Agora, são dois vereadores da capital alagoana envolvidos: Heloísa Helena (PSOL) - que garante que não deixará o partido, apesar do envolvimento direto na coleta de assinaturas - e o pastor João Luiz. O líder religioso do Democratas tem - inclusive - a Igreja Quadrangular de Alagoas na luta.
Ele classifica Marina Silva como “irmã” e justifica o envolvimento da Igreja Quadrangular no projeto. “Ontem uma grande equipe de nossa Igreja trabalhou pelas ruas da cidade e nós estamos aqui com mais de duas mil assinaturas para ajudar a nossa irmã Marina a lançar a Rede de Sustentabilidade”, colocou.
João Luiz gravou um vídeo e colocou nas redes sociais (aqui) chamando as pessoas “politicamente corretas” a engajarem no projeto de Marina Silva. “Se você que é uma pessoa consciente e quer ver Marina Silva realizar este trabalho no Brasil, procure a gente e assine, dê a sua documentação.
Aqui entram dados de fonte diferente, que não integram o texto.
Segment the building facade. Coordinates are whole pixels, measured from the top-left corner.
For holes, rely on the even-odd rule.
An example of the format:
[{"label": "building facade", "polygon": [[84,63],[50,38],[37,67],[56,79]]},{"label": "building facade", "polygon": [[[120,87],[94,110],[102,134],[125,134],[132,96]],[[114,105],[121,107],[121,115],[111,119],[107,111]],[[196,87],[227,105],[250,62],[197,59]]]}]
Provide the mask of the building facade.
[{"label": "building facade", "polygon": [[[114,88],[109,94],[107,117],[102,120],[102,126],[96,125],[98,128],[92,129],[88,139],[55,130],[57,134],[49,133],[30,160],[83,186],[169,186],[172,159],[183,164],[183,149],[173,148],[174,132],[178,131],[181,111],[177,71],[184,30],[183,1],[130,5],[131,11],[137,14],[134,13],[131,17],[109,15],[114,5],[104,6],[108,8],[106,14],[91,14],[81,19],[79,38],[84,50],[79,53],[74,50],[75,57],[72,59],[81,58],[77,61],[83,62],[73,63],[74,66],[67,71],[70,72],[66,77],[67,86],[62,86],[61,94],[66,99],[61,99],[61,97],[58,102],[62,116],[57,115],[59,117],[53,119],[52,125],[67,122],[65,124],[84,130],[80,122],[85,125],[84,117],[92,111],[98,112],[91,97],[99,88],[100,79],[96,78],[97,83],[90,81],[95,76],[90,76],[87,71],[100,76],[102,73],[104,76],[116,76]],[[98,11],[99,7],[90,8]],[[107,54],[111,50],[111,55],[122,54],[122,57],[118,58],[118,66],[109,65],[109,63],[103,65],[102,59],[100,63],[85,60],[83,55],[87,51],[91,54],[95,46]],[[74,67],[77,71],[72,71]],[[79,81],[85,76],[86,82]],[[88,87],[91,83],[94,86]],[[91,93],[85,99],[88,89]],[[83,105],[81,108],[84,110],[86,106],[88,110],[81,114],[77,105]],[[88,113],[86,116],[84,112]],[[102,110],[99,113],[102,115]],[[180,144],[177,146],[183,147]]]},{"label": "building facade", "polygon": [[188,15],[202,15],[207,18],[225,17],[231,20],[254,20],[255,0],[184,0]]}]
Vamos ajudar o país a ter uma mulher crente, fiel e uma das 50 personalidades que pode salvar o planeta, segundo a Organizações das Nações Unidas”.
Eis o chamamento do vereador do Democratas. Como se vê, o partido (que não pode ser chamado de partido!) de Marina Silva agrega gregos e troianos (em relação a suas legendas) no apoio. Mas, estes estão sendo classificados por “puros”.
A consolidação da Rede Sustentabilidade pode viabilizar a candidatura de Marina Silva à presidência da República, numa disputa com outros possíveis presidenciáveis que já estão com os nomes postos no tabuleiro: Eduardo Campos (PSB), Aécio Neves (PSDB) e - evidentemente - a atual presidente Dilma Rousseff (PT). Se o projeto é este, para Marina Silva é uma corrida contra o tempo.